Joyce flashed at him a swift retort. "Then if you believe that, you ought to be a highgrader yourself."

"Joyce," reproved Moya, aghast.

"I mean, of course, in principle," her friend amended, blushing slightly at her own audacity.

Her impudence amused the miner. "Perhaps I am--in principle."

"But only in principle," she murmured, tilting a radiant challenge at him.

"Exactly--in principle," he agreed. There was humor in his saturnine face.

Joyce ventured one daring step further. "But of course in practice----"

"You should have been a lawyer, Miss Seldon," he countered. "If you were, my reply would be that by advice of counsel I must decline to answer."

"Oh, by advice of counsel! Dear me, that sounds dreadfully legal, doesn't it, Moya? Isn't that what criminals say when----?"

"----When they don't want to give themselves away. I believe it is," he tossed back with the same lightness. "Before I make confession I shall want to know whether you are on my side--or Verinder's."

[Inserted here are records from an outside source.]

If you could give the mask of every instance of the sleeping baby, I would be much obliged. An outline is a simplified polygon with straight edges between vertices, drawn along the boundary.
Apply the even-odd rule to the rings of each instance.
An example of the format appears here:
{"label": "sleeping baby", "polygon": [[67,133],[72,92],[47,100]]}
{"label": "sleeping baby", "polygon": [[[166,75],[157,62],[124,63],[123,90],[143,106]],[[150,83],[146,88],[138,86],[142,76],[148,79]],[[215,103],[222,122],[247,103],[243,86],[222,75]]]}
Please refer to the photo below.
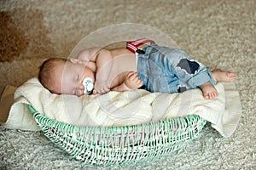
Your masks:
{"label": "sleeping baby", "polygon": [[[141,45],[146,47],[140,49]],[[182,49],[139,39],[127,42],[126,48],[85,49],[76,59],[49,59],[42,64],[38,79],[57,94],[81,96],[137,88],[178,93],[199,88],[205,99],[212,99],[218,95],[214,85],[234,82],[236,76],[211,71]]]}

Under the steady look of his bold, possessive eyes the long silken lashes fell to the soft cheeks. Joyce understood the unvoiced demand that lay behind the obvious one. He had thrown down the gage of battle. Was she for Verinder or for him? If he could have offered her one-half the advantages of his rival, her answer would not have been in doubt. But she knew she dared not marry a poor man, no matter how wildly his presence could set her pulses flying or how great her longing for him. Not the least intention of any romantic absurdity was in her mind. When the time came for choice she would go to Verinder and his millions. But she did not intend to let Jack Kilmeny go yet.